"How was it possible for a book to be as big as life?" Mercer Goodman wonders towards the end of Garth Risk Hallberg's huge novel, City On Fire. On the way to save his lover from being blown up by a revolutionary cell of punks, he is caught in the New York blackout of July 1977. He has also spent the last 900 pages not working on the "Great American novel" he had intended to write. One can't imagine Hallberg having the same worry about scale: if there is a charge that can be levelled against his exciting, imaginative and perfectly paced debut, it's that it might be too big for life.
City On Fire, as well as being an examination of the New York punk scene in the 70s, is a coming-of-age tale, a family drama and a detective story. With its main action unspooling between 1976 and 77, the book shuttles back and forth through time, filling in the narrative from 1960 to the early years of the millennium.

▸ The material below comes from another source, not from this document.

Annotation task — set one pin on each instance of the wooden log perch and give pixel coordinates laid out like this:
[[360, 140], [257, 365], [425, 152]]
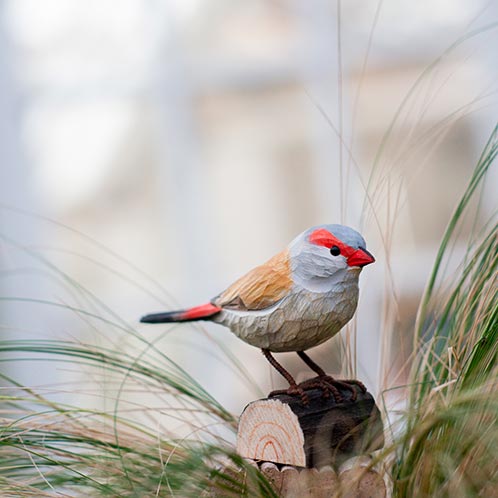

Along with Mercer Goodman, we spend most of our time with the super-rich Hamilton-Sweeney clan, beginning with its absconding heir and Goodman's troubled boyfriend, William Hamilton-Sweeney III (the numeral forms the basis of his punk-singer alias: Billy Three-Sticks).
Samantha Cicciaro and Charlie Weisbarger are two lonely Long Island teenagers whose interest in the punk scene leads to their involvement with the Post-Humanist Phalanx: an anarchist group which dabbles in everything from arson to mass destruction. And there's Richard Groskoph, a journalist whose article about the city's Fourth of July fireworks turns into an investigation of the shooting that brings all the book's characters together.
This roll call barely scratches the surface. There are at least 20 characters whose minds we get to know in a close third-person narration, and it is quite astounding that so many of them are pungently realised from the outside and inside. On Sol, a burly punk, "you could actually see a calculation lope across his face, where on most people's it would have flitted". After a gig, Charlie Weisbarger "felt himself contracting painfully back to the size of his regular body". Sam Cicciaro, before being dumped by an older man, shows how vulnerable and human she is when she thinks: "How serious could it be, if he'd stopped to buy nuts?"